Blogging the competitive difference

The competitive difference that blogging allows isn’t so much the content on its own but also the context in which it’s being said. A conversation on a blog simply allows for a greater degree of freedom, which in turn changes the quality of the information communicated. The nature of the exchange is thus different. For example if I talk to a colleague at work about England’s performance in the World Cup, it is set in a different than such discussion on my blog.

Similarly business blogging in stimulating exchanges with customers needs to recognise that the limitations on the interaction. The corporate inclination is to set the parameters of what is allowed much narrower than a customer or set of customers might want to. The point being simply that it pays to think in advance how wide an acceptable discussion parameter is set from the outset; as the wider the better – the greater the latitude the greater the chance to find out what the customer is really thinking about. Though of course it has to be balanced with internal company cultural constraints.

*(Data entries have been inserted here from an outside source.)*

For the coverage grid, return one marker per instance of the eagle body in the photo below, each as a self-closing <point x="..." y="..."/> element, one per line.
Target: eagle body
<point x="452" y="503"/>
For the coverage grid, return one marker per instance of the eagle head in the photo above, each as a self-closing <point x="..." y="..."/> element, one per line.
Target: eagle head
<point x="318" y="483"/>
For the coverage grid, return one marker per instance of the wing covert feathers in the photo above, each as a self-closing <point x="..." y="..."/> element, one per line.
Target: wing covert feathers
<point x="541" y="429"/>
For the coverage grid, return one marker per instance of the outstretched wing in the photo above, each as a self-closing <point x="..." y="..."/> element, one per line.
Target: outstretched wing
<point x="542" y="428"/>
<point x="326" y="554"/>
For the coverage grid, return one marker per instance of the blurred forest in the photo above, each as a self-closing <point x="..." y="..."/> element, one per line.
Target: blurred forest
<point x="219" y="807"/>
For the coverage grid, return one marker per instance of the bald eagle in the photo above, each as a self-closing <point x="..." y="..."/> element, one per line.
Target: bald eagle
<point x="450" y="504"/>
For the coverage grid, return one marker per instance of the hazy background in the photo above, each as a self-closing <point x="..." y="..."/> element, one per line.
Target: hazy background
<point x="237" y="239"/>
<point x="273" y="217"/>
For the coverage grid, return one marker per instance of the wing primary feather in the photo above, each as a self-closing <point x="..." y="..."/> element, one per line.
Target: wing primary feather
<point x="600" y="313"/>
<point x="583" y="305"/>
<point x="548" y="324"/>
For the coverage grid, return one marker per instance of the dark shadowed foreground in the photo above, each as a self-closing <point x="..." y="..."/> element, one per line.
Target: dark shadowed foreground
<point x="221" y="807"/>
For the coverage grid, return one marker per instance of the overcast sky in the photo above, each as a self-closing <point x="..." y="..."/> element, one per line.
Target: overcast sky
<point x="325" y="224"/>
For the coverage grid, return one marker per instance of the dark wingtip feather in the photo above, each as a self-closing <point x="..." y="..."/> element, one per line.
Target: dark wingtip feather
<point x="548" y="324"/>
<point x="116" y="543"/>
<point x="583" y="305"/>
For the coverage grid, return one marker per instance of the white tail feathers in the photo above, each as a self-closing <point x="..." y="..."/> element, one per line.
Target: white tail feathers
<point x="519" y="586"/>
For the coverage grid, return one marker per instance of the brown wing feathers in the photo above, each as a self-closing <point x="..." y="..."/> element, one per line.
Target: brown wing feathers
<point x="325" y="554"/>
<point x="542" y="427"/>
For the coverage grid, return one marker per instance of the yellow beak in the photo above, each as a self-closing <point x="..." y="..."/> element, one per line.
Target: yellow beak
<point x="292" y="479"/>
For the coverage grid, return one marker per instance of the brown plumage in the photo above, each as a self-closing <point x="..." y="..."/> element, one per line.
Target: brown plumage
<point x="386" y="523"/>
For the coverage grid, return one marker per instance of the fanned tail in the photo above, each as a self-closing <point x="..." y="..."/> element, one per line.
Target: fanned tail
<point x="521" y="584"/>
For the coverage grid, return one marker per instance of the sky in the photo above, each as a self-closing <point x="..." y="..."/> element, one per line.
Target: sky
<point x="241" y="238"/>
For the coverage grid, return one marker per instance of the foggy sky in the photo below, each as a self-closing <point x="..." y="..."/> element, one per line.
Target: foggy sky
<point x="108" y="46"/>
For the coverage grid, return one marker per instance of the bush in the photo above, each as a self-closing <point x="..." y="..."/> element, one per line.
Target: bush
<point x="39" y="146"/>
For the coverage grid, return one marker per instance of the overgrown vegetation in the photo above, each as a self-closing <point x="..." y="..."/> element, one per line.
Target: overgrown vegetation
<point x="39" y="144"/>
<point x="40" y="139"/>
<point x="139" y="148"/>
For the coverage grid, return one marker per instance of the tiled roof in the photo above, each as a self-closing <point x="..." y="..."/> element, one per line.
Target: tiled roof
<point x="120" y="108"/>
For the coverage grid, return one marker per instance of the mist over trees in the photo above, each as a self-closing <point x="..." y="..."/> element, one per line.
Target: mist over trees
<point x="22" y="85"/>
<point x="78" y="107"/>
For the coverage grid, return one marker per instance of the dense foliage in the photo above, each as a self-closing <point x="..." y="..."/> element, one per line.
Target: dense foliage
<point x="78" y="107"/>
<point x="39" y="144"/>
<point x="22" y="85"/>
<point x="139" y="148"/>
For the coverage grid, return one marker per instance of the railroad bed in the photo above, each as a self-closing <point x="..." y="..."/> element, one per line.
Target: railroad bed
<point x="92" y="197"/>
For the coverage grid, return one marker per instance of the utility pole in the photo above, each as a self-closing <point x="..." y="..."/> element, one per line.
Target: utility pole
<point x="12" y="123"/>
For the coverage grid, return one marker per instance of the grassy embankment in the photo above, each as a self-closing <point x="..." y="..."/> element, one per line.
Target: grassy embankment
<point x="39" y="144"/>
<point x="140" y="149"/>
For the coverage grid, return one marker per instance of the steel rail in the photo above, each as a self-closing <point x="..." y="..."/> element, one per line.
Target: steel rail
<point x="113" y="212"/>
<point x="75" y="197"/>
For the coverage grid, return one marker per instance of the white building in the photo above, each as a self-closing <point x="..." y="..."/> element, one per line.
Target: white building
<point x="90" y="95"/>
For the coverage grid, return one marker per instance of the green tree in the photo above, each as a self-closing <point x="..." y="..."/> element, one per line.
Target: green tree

But there also lies the catalytic power of blogging. If applied properly it can help change the business to make it more customer-centric and stimulate the destruction of old knowledge; it is a two-way dialogue which is closer to the customer’s reality, moving it on from a fancy marketing tool, to a means of being able to benefit from ‘uncertainty’.

2 thoughts on “Blogging the competitive difference

  1. Hi Michelle,

    I guess partly just prompted by England’s failure in the World Cup..and by reading the FT piece on knowledge managment in preparing to meet some people at Ernest & Young: “Uncertainty is an inseparable part of decision-making and, as such, an intrinsic part of being a manager. To improve their chances of success, managers need to increase their flexibility, and this requires the capability to destroy obsolete knowledge that serves as an anchor to the past.” Thanks, I updated the piece to include the link to the FT article by Pablo Martin de Holan.